Introduction
In this tutorial we are going to reproduce in Python and explain the RoIAlign function from _torchvision.ops.roialign. I couldn’t find online any code that would exactly reproduce torchvision library results, thus I had to go through and translate into Python the C++ implementation in torchvision that you can find here.
Background
Region of Interest (RoI) in Computer Vision can be defined as a region in a image where a potential object might be located in a object detection task. An example of RoI proposals is shown in Figure 1 below.

One of the Object Detection models where RoI are involved is Faster R-CNN. Faster R-CNN can be is composed of two phases: Region Proposal Network (RPN) which proposes RoIs and says whether each RoI is foreground (contains an object) or background and a classification network that predicts the object class contained in the RoI and offsets, i.e., transformations of RoIs (move and resize) to transform them into final proposals using these offsets to enclose the object better in the bounding box. Classification network does also reject negative proposals which do not contain objects – these negative proposals are classified as background. It’s important to know that RoIs are predicted not in the original image space but in feature space which is extracted from a vision model. The image below illustrates this idea:

We pass in a pretrained vision model the original image and then extract a 3D tensor of features, each in the above case of size 20×15. It can be, however, different depending on which layer we extract features from and which vision model we use. As we can see we can find the exact correspondence of the box in the original image coordinates in image features coordinates.
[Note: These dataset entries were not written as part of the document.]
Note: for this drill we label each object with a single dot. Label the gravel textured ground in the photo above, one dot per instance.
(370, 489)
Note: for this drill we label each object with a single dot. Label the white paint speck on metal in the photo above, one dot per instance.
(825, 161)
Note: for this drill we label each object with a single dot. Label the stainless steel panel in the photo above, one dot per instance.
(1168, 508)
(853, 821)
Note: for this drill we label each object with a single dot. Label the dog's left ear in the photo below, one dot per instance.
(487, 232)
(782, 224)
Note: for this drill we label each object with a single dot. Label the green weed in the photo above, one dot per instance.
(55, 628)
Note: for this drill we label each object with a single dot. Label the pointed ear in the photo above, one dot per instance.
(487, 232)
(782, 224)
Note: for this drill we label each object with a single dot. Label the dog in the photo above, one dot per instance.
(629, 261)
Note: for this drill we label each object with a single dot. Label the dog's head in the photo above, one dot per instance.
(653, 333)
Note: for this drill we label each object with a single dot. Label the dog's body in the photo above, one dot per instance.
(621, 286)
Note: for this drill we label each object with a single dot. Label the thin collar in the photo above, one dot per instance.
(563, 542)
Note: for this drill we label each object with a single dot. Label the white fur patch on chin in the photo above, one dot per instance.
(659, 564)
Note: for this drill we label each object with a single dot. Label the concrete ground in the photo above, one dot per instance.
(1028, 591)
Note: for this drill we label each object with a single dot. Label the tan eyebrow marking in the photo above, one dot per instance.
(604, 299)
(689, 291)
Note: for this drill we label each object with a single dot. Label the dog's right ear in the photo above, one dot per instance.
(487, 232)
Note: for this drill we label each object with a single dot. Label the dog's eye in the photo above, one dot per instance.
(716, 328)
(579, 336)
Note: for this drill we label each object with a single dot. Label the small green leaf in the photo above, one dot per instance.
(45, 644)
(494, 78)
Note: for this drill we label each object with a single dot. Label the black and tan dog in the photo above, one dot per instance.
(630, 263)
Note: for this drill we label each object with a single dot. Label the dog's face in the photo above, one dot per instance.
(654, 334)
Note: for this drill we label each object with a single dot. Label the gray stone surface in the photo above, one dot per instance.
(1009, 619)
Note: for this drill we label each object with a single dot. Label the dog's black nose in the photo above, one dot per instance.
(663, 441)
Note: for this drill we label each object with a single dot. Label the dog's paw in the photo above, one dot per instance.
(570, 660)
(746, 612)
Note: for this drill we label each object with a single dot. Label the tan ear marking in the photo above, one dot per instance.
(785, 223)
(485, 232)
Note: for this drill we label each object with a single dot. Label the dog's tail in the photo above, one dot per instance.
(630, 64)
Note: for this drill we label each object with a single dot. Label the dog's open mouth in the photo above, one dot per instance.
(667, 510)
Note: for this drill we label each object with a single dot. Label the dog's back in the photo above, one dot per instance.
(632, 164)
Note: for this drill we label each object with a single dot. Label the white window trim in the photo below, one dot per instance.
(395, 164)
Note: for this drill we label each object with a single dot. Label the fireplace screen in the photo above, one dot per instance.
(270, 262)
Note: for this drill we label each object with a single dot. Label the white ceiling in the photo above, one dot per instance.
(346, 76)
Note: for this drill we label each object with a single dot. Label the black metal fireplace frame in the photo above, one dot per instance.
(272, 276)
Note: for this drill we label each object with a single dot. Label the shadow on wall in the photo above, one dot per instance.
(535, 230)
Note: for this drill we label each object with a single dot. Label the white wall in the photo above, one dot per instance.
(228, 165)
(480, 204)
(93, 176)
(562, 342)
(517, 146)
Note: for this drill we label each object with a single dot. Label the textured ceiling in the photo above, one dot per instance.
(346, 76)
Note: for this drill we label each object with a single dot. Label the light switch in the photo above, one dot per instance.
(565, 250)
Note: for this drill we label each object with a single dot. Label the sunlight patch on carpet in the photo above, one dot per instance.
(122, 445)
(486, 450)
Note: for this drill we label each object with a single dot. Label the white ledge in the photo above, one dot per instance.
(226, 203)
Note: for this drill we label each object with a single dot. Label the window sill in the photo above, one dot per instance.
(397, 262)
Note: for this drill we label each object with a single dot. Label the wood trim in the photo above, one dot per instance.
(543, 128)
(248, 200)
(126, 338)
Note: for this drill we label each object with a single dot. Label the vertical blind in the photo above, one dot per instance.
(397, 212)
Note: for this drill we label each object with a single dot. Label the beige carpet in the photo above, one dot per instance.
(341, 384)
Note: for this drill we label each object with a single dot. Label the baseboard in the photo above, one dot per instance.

Now, why do we really need RoI pooling? The problem with the RoIs is that they are all of different sizes, while the classification network requires fixed sized features.

Thus, RoI pooling enables us to to map into the same size all the RoIs, e.g. into 3×3 fixed size features, and predict classes they contains and the offsets. There are several variations of RoI pooling – in this article we will focus on RoIAlign. Let’s finally see how this is implemented!
Set up
Let’s first define an example of a feature map to work with. Thus we assume we are at a stage when we extracted a 7×7 dimensional features from the image of interest.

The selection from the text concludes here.